Very sporatically, the car won’t start. The battery was replaced a year ago, so that’s not the problem. The lights on the dashboard turn on, but there is no sound and the car won’t turn on. After turning the key 10-12 times, the car finally starts. It happens in rain, no rain, mild or hot weather. There just does not seem to be a reason. We had the mechanic change the spark plugs, but that didn’t help. He doesn’t want to start replacing things willy-nilly until he can duplicate the problem in his shop. We just don’t want our daughter out late at night, and have THAT be the one time the car refuses to start. HELP.

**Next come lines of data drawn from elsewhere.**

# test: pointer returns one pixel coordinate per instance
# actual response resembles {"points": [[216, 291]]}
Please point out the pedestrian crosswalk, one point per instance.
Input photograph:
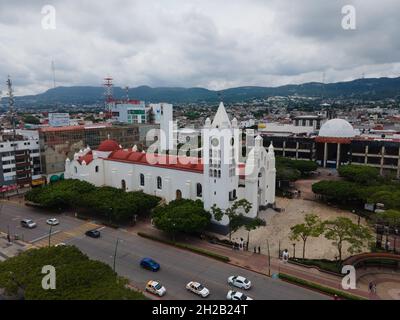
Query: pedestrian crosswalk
{"points": [[64, 236]]}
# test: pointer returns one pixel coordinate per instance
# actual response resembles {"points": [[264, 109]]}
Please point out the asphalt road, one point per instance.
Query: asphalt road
{"points": [[178, 267]]}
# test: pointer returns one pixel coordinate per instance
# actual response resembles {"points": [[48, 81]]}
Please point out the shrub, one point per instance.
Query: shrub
{"points": [[316, 286]]}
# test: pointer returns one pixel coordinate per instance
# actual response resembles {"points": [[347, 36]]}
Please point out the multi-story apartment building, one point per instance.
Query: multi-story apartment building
{"points": [[20, 159], [337, 143], [130, 111]]}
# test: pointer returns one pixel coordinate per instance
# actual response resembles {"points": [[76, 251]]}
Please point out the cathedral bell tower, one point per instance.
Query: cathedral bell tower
{"points": [[220, 155]]}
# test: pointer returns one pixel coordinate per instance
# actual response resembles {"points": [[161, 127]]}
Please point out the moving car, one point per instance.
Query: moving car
{"points": [[240, 282], [198, 289], [61, 244], [28, 223], [93, 233], [149, 264], [155, 287], [52, 221], [236, 295]]}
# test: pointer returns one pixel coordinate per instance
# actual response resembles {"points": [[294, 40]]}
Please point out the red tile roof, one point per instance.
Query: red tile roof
{"points": [[164, 161], [87, 158], [73, 128]]}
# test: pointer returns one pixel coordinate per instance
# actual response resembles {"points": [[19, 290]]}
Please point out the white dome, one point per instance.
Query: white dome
{"points": [[337, 128]]}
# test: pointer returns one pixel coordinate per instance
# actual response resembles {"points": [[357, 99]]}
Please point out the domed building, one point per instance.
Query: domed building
{"points": [[338, 128], [333, 142]]}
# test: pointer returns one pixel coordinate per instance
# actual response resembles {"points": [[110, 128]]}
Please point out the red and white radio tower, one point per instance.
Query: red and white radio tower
{"points": [[108, 92]]}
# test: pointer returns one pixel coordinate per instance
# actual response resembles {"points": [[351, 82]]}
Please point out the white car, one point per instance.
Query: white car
{"points": [[52, 222], [240, 282], [198, 289], [156, 288], [61, 244], [28, 223], [236, 295]]}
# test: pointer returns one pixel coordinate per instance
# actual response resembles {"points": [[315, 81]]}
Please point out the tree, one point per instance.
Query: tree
{"points": [[339, 191], [181, 216], [31, 119], [77, 277], [360, 174], [343, 230], [389, 218], [235, 218], [312, 227], [252, 225]]}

I tried attaching video/Quick Time Player file that my daughter took with her iPhone but the format is unacceptable. Oh well… HELP!
When you say it doesn’t ‘turn on’, you mean the starter doesn’t make any noise, not even a click?
If no click, look to see if the car likes to start in neutral. It could be that ignition switch or one of the inhibitors that doesn’t let it start in gear. It may think it isn’t in park or neutral.
If there is a click under the hood, your starter is likely on its way out. You can often get it started by whacking it. Put a piece of 2x4 on the starter and whack the other side with a hammer. Note to not bang on the starter directly with said hammer as there are high currents involved. If you short that hammer across the starter contact, you’ll do some inadvertent welding and will do damage.
I’d replace the starter solenoid contacts, it’s a common problem with Toyotas. The contacts themselves are cheap ($20 or so from the dealer’s parts department), and a cooperative mechanic should be able to remove the starter and replace the contacts in an hour or so.
That sounds like a battery or battery contact problem.
The starter draws a fair bit of current so, with a bad battery or contact to the battery, the starter draws as much as can be delivered. That’s why all the lights die.
It could be the starter in that it is somehow shorted but that’s less likely.
Check the battery contacts first. Also check the ground connections from the battery to the engine.
A good way to check the latter is to get a booster cable, one of those cables you might use to get an emergency battery boost.
Note to use the negative lead ONLY - leave the positive lead alone. Do NOT use the positive lead at all.
Hook the negative lead of the booster cable on to the negative post of the battery. Make sure you don’t hook that booster cable to the positive battery post - that would be dangerous.
Hook the other side of the negative lead of the booster cable onto a large bare metal convenient piece of the engine, preferably near the starter.
You’re basically enforcing a connection that should be present so it is perfectly safe.
Try to start it.
If it now starts, you have a bad ground connection somewhere.
Absolutely make sure the battery connections are clean and tight. But if they are, and the problem continues, I bet it’s the solenoid contacts. Replace all three, the two side ones and the round center disk (that may be harder to find at the dealer). I did just the two, and the problem returned in about 40k.
The car is clearly drawing current, enough for the dashboard to die. Either the starter is shorted somehow or the connections to/from the battery or engine are bad.
I don’t think bad relay contacts would cause this because they don’t fail shorted. With bad contacts, if would just look like your starter isn’t in the circuit. There would be very little current being drawn.